On Behalf of | Sep 19, 2022 | Campus criminal charges

Most parents have some familiarity with what’s commonly referred to as Title IX. It’s the federal law that addresses discrimination based on gender in education, but it also covers how accusations of sexual misconduct are investigated by colleges and universities.

The Biden administration has proposed a number of changes to the law via what’s called a “draft rule.” That means there’s a period where public feedback is allowed before the final rule is issued – and there has been plenty.

One of the areas addressed in the draft rule is sexual harassment on college campuses. During the previous administration, the Department of Education (ED) made a number of changes that critics saw as favoring those accused of misconduct and leaving victims with fewer rights. The current proposals would roll back some of those changes and, supporters say, restore some balance.

Do the proposed changes remove due process?

Those speaking out against the proposed changes say they take away due process from those who are facing accusations of sexual harassment. Note that under the proposed rule, the definition of sexual harassment would be broadened to include “unwelcome sex-based conduct that creates a hostile environment by denying or limiting a person’s ability to participate in or benefit from a school’s education program or activity.” This would include verbal harassment.

Those who are troubled about lack of due process point to the proposed change that would no longer require colleges to hold hearings for these cases unless they’re required by state law. Instead, they could choose to use what’s called the “single-investigator model.” With this, a school official investigates the accusation and decides the outcome.

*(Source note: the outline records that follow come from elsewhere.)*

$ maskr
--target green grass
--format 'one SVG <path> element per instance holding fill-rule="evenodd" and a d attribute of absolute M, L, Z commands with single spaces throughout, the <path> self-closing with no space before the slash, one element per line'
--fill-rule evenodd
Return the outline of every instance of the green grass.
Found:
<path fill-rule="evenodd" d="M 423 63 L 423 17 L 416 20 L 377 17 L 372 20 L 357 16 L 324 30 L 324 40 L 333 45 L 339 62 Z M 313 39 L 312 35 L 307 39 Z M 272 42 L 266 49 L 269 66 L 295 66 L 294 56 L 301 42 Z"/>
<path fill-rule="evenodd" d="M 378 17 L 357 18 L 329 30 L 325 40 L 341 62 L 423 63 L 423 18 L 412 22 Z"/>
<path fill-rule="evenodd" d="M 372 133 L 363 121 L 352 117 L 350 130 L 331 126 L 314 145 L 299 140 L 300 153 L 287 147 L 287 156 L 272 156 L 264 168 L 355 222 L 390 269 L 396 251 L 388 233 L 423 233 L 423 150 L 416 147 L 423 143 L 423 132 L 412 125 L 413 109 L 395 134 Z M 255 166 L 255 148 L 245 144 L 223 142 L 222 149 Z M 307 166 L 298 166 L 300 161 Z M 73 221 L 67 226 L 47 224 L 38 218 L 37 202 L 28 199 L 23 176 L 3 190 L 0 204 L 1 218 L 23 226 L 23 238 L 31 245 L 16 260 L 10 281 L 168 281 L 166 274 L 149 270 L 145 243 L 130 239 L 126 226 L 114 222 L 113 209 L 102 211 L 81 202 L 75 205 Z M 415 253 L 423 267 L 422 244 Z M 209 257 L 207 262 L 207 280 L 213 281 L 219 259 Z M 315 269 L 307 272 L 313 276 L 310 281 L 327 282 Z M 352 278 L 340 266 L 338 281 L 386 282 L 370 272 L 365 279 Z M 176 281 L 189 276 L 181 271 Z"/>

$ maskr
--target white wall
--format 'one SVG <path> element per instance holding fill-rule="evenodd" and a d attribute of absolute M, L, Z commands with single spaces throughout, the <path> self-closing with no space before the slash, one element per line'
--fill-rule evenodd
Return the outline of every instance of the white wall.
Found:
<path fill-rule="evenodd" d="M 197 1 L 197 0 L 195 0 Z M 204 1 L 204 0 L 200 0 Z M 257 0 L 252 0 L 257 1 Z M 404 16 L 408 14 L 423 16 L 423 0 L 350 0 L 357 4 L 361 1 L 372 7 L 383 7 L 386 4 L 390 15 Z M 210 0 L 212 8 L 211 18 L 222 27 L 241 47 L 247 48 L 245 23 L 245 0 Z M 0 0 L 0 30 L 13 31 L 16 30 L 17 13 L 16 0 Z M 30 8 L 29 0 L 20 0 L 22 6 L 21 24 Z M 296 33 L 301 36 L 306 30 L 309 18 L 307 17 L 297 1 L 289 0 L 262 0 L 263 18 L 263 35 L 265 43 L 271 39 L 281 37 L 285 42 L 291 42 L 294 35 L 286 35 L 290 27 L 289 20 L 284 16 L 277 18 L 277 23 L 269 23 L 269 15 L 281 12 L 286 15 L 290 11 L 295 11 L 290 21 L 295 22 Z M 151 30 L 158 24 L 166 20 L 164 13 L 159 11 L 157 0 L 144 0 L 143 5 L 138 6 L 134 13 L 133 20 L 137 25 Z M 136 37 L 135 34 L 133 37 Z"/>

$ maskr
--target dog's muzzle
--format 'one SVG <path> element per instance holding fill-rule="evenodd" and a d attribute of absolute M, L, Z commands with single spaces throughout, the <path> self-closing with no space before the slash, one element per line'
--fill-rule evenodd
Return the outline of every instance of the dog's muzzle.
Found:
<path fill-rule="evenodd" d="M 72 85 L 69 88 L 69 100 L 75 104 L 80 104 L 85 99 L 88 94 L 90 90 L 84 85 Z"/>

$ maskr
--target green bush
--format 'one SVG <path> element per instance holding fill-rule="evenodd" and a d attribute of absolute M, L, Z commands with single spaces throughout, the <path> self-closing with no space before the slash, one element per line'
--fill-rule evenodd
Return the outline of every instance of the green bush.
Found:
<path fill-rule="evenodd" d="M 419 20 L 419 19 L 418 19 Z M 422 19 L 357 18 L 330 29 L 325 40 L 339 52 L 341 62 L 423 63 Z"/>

Allegations of off-campus misconduct must also be investigated

Another proposed change would require colleges to investigate accusations of sexual misconduct by one student of another even if the alleged misconduct occurred off-campus. Further, colleges would no longer need someone to make a formal complaint to investigate an alleged incident.

It will be some time before any of these changes go into effect. Further, schools and states can enact their own regulations, to some degree. If your college student has been accused of sexual misconduct, it’s crucial to take the matter seriously and seek legal guidance for them. This can help protect their rights and their future.